Foi nesse ambiente que vi partir as duas únicas mulheres integrantes do contingente policial brasileiro: Capitão Gilmara (BA) e Tenente Lígia (SP). Também, deixaram a missão para abraçar outros desafios, civis brasileiros de convívio muito próximo como Gabriele Miquelino, Alessandra Lisboa e Bernardo Santos. Contudo, a lista de brasileiros ou estrangeiros com quem tive a oportunidade de conviver é infinita.

Assim, peço licença para um comentário que possa parecer piegas: em que pese o sentimento nostálgico, o lado positivo disso tudo está em saber que levarei um pouco de cada um desses colegas para casa.    

           

Perspectivas

Na próxima semana, o último dos três workshops regionais terá lugar no Distrito de Baucau. Ainda hoje, por alí se podem encontrar túneis utilizados pelos Japones ao longo dos três anos em que utilizaram o território timorense como base para ataques a Austrália durante a Segunda Grande Guerra. A despeito desses fatos hitóricos, Baucau atual constitui importante polo politico, econômico e cultural no Timor. Não haveria melhor lugar para a última realização de grande porte da NVPU.
           
Na continuação, espera-se a desmobilização de toda estrutura da UNMIT e a esperada volta para casa. Neste contexto, sinto-me como fazendo parte de uma prova de revezamento. Embora tenha que fazer o meu melhor, é a média da equipe que realmente conta. Contudo, se deixar o bastão cair, ponho tudo a perder. Essa constitui uma tremenda responsabilidade, mas também um grande privilégio.

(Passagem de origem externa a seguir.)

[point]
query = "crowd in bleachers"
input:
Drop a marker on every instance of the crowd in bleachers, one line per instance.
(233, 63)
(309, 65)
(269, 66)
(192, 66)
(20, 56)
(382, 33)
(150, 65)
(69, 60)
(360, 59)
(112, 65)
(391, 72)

Nessa prova, fui antecedido por milhares de policiais que tem chegado e partido do Timor desde o início da década de noventa. Especificamente na NVPU, tenho a tarefa de depositar o bastão na linha de chegada. Feito assim, poderei afirmar que bem cumpri a missão, para honra de Deus, de minha família, de minha pátria e por um futuro de paz e prosperidade para o Timor .






[1] Vulnerable Persons Units.
[2] United Nations Police
[3] Polícia Nacional do Timor Leste

[4] United Nations Mission in Timor Leste.